Natera, Inc. (NASDAQ: NTRA), a global leader in cell-free DNA and genetic testing, today announced that its Prospera Lung test has met coverage requirements from the Centers for Medicare & Medicaid Services’ (CMS) Molecular Diagnostics Services (MolDX) Program for single lung transplant (SLT) recipients. This coverage applies to SLT patients in the surveillance setting.

SLT patients make up ~20% of all U.S. lung transplants¹. These patients are at an increased risk for acute rejection and also for complications from invasive procedures like biopsies due to common factors including advanced age, frailty, comorbidities, and functional dependency on a single lung. This creates an increased need for non-invasive monitoring solutions, like Prospera Lung.

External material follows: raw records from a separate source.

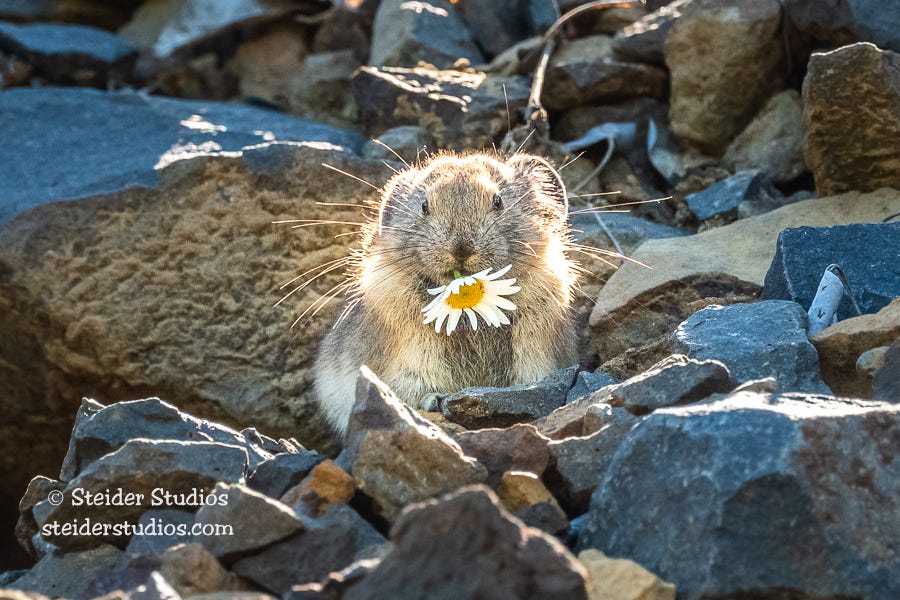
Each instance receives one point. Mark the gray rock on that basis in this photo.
(757, 340)
(851, 137)
(274, 476)
(157, 474)
(724, 198)
(674, 380)
(500, 407)
(255, 521)
(405, 33)
(467, 546)
(751, 484)
(866, 252)
(82, 132)
(395, 456)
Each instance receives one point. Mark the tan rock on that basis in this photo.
(725, 59)
(621, 579)
(639, 303)
(774, 141)
(851, 112)
(841, 345)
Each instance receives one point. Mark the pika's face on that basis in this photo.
(466, 214)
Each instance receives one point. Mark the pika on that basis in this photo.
(454, 214)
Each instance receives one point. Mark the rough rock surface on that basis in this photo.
(726, 59)
(848, 148)
(751, 483)
(757, 340)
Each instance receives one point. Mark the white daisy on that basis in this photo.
(479, 293)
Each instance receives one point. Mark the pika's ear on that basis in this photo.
(546, 180)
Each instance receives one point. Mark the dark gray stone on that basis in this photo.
(749, 188)
(273, 477)
(774, 496)
(500, 407)
(758, 340)
(866, 252)
(405, 33)
(105, 142)
(674, 380)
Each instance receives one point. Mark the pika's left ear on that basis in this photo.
(547, 181)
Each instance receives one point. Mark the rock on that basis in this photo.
(673, 381)
(276, 475)
(756, 481)
(67, 54)
(865, 20)
(773, 142)
(395, 456)
(67, 575)
(644, 40)
(431, 31)
(517, 448)
(466, 542)
(255, 520)
(726, 59)
(863, 251)
(638, 303)
(524, 495)
(841, 346)
(622, 579)
(501, 407)
(762, 339)
(457, 109)
(886, 382)
(585, 71)
(326, 484)
(723, 199)
(851, 140)
(155, 474)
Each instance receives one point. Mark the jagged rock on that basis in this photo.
(886, 381)
(865, 252)
(395, 456)
(725, 198)
(516, 448)
(761, 339)
(457, 109)
(750, 483)
(431, 31)
(586, 71)
(523, 494)
(68, 575)
(622, 579)
(149, 474)
(255, 520)
(642, 304)
(773, 142)
(675, 380)
(842, 344)
(726, 59)
(466, 542)
(851, 136)
(273, 477)
(501, 407)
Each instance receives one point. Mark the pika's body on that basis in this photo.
(454, 214)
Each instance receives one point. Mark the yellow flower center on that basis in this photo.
(468, 296)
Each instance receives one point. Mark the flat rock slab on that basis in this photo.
(750, 484)
(866, 252)
(106, 142)
(758, 340)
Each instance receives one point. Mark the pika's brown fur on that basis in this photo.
(414, 246)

The performance of Prospera Lung for SLT patients was published earlier this year from the Single Lung Allograft Monitoring (a.k.a. SLAM) study, the largest study of commercial donor-derived cell free DNA (dd-cfDNA) tests in SLT to-date. The data demonstrated excellent performance for Prospera in distinguishing rejection, infection, and chronic lung allograft disease (CLAD) from stable patients with an AUC-ROC of 0.85. These results are on par with Prospera’s outstanding performance in double-lung transplants, and can ultimately provide confidence to rule out rejection, highlighted by a sensitivity of 77.8%, specificity of 84.6%, and a negative predictive value (NPV) of 96.8%.

“We are pleased to be the first and only dd-cfDNA test validated and approved by CMS for SLT patients,” said David Ross, MD, senior medical director for lung transplant at Natera. “Lung transplant survival is among the worst compared to other organs, even more so for SLT patients where the median survival is just 4.7 years post-transplant and with higher risk for both acute and chronic rejection. It is critical to patient care that SLT patients have the option for non-invasive monitoring to avoid biopsy complications in these challenging cases.”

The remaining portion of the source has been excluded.